Heisenberg Strikes

Once upon a time there was a Prince who, woefully, thought he was a Toad.

"Oh, woe is me!" he cried, carefully looking around to see if anyone was noticing his artfully attenuated histronics.

An Angel appeared from nowhere and took pity on him; not because he was in pain, or because he was suffering nobley, or because he was world-weary. She pitied him because he was obviously wasting his time, and would be wasting the time of those around him, should they be so foolish as to invest their time so. She always hated to see people needlessly wasting their time, because she understood the timeless enigma that time, because it's a limited commodity, is precious.

Now the main problem in situations like this is that people so obsessed don't usually notice the angels around them, mostly for the simple reason that they're looking elsewhere all the time. They're looking in places such as; mirrors, department store windows, web pages, their old writings, bowls of soggy cereal, the interstitial spaces in their hairbrushes (checking for gray hairs), etc., etc.

But just then, a subatomic particle from outer space came buzzing, swooping, whirling down from the cosmos and whupped him upside the head. Momentarily, he was distracted from his present ponderment over the Crisis Facing His Nation just long enough to notice the Angel looking over him with loving eyes.

"That's strange," he thought. "Why's she looking at me like that?"

Of course, this gave the Angel great pain in her heart. She went away, cried, ministered to others around her—those aware of her presence—but never forgot the Prince.

But little did she know that the particle that hit the Prince was the fabled truon, speculated to exist in scientific circles only at the peril of not obtaining tenure. Yes, there are a few things that even angels do not know.

The truon (some insist) zooms through the cosmos interminably, until it is cancelled out by the fulfillment of a dream. Others think there are only eleven truons in the entire universe, and are consumed by a chance collision with a particular vintage Studebaker in a museum in Angoulême, France. It has been suggested that, when all truons are consumed, the world (as we know it) will end. As can well be expected, most people don't care. At this time, none of these hypotheticals have been satisfactorily researched.

But all that's neither here nor there.

Perhaps this truon triggered aetheric modifications in the Prince's neural processing. Maybe his heart was subtly changed by acausal non-effects along its trajectory. Maybe. We'll never know.

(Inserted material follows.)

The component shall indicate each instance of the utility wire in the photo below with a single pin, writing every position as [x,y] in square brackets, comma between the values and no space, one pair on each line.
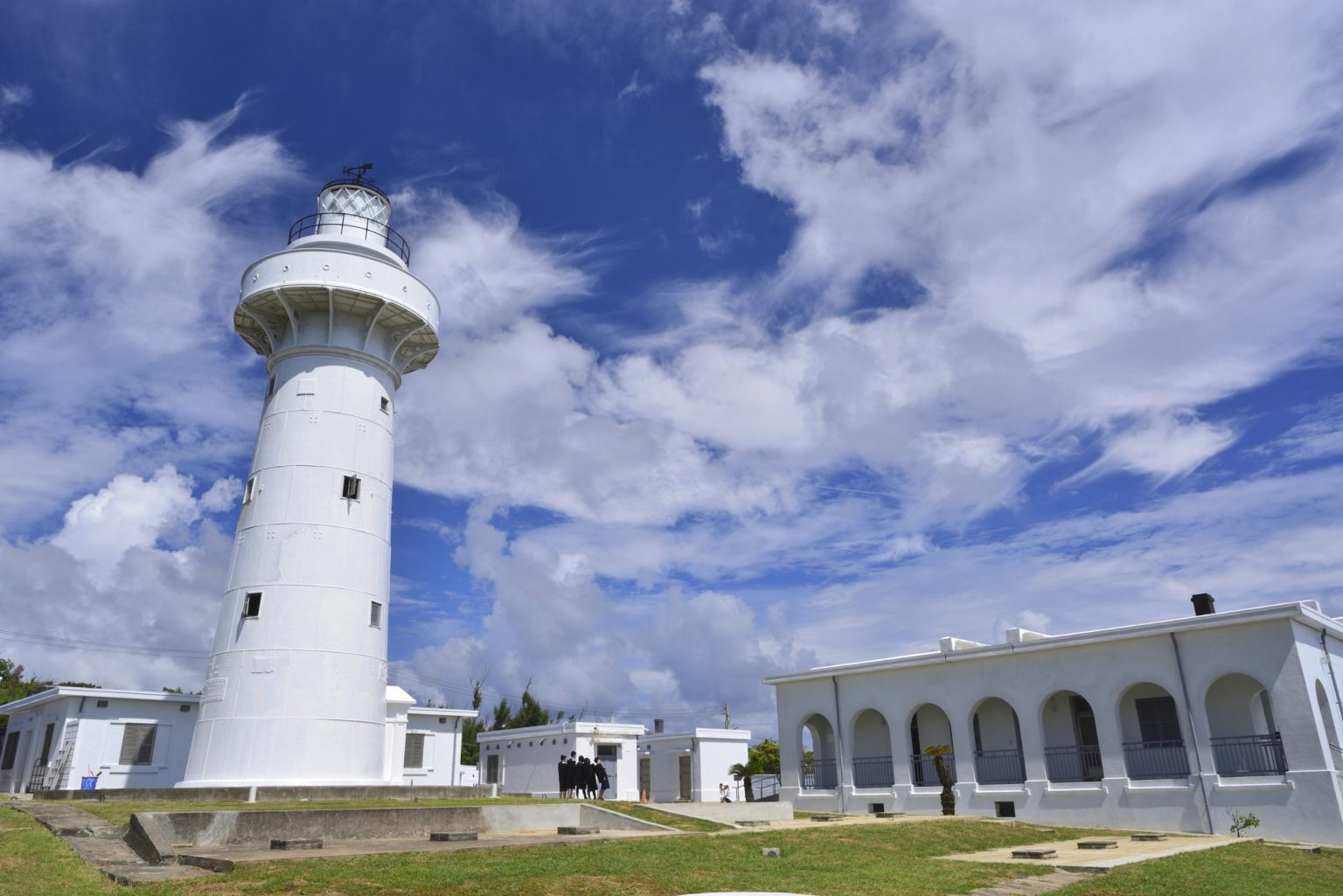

We do know that, one day, the Prince looked up from a particularly fascinating session of "Mind Yourself" to say, "Wait a minute? Who was that person, anyway?"

What he didn't see was at that very moment the truon flew up behind him, momentarily mused, "Well, my work is done here," and whizzed off to other sentient quarters in the living universe to create yet more havoc.

But from that point, the Prince started to change. He still thought he was a Toad, but was suddenly, inexplicably open to a second opinion.

It was at this point that the Angel just so happened to chance by.

Again, she lovingly smiled at the Prince, because that is what angels—even those with broken hearts—do.

This time, the Prince miraculously considered the possibility that this might be the second opinion he was looking for.

The Angel blinked, and looked again, and Lo! saw that indeed some salutary change had come over the Prince. "Lo!" she said.

" 'Lo, yourself," said the Prince. "Would you like to go somewhere and talk for a while? A beer emporium? A park? My place? Your place?"

And, sooth, the Angel looked heavenward, expressed her thanks in a strange, diaphanous, heavenly tongue, and took the Prince up on the offer.

And they talked and talked 'til the Bovine Creatures returned to their Respective Places of Residence. Many miraculous things happened. Love became possible. Hope became present. Adoration was in evidence. And Life became a going concern for the Prince.

And everybody lived happily ever after.

...and may all persons, of all stations, aristicratic or just plain folks, high or lowly, hip or unhip, happy or unhappy, take solace from this humble little fable.


Moral:
If you can't find a ready-made truon, quit your bellyaching and roll your own.